Water quality is good overall, but is affected somewhat by runoff from the nearby Bayer's Lake Industrial Park, and locally, by off-leash dogs swimming in the lake.

In the large southern region of the park, extensive damage has been done by all-terrain vehicles, especially in boggy areas and along trails. This is an ongoing problem which will hopefully be remediated via education and more vigorous enforcement of regulations.

Flora and fauna

Habitats within the park are extremely varied, and include various kinds of wetlands, old-growth vegetative successions from areas previously farmed, an area planted with pine trees by the Boy Scouts in the 1960s, extensive barrens in the southwestern portion of the park, some mixed hardwood/softwood and predominantly hardwood (oak, beech, witch hazel, birch, red maple) areas in the small northern part of the park discussed above, and extensive areas of boreal forest in the SE region - largely red and black spruce, balsam fir and red maple. As with most parts of Nova Scotia, large, old white pines dot the park, being left over from the logging which most areas underwent before their designation as watershed lands. It is worth noting that healthy populations of orchids can be found in some of the marshy portions in the park.

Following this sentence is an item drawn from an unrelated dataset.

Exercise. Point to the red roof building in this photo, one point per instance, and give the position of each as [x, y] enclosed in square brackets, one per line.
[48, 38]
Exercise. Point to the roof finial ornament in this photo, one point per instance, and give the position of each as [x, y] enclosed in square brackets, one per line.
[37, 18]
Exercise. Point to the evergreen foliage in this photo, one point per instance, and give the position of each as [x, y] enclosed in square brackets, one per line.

The park's fauna is healthy and varied and includes many deer, the occasional moose, multitudes of squirrels, fox, bobcats, chipmunks, 3 or 4 species of frogs and salamanders, many fish and bird species, beavers (who have extensively altered portions of the park), muskrats, snakes and others. Unverified reports of lynx tracks and spoor also exist. Bears have not been reported within the park in recent years.

History of human use

The lands included within the present park boundaries have had a long history of human use, including logging, several farms and many small granite quarries which provided the stones for many of the 19th century buildings in downtown Halifax. As part of its development as Halifax's watershed lands, in the early part of the 20th century an earthen dam was erected on Pine Hill Lake, greatly enlarging it. A long concrete and earth dam was constructed on Long Lake, again significantly expanding its area. A pipeline was built connecting the two lakes, and to the adjacent Chain Lakes. The entire area has been logged extensively in the early part of the 20th century, but a few scattered old growth trees remain. The north eastern side of Long lake featured world war I barracks location, extensive trenches and machine gun battle emplacement which protected movement from the St. Margaret's Bay and Prospect bay roads into Halifax. This fortification is known as Chain Lake Position - Locality 2


The park possesses an extensive trail system comprising:

  • old roads associated with the farms in the area, including one connecting the Old Sambro Rd. in Spryfield, and Goodwood (on the Prospect Rd.), and another from Goodwood to Harrietsfield,
  • The "pipeline trail", above the pipeline between Pine Hill to Long Lakes. Most of this has unfortunately become flooded and swampy in recent years, hence impassable,
  • older trails associated with habitation, watershed usage, quarries and general uses such as fishing, swimming, berry picking, hiking and hunting and
  • newer trails developed by mountain bikers, as discussed above. Many of the more extensively used trails suffer from erosional problems, and various remedial proposals including trail closures have been discussed as part of the creation of the park's development plan. It is interesting to note, however, that the majority of the damage to the trails occurred during the drop of mountain bike use and the increase in hiker/dog walker traffic.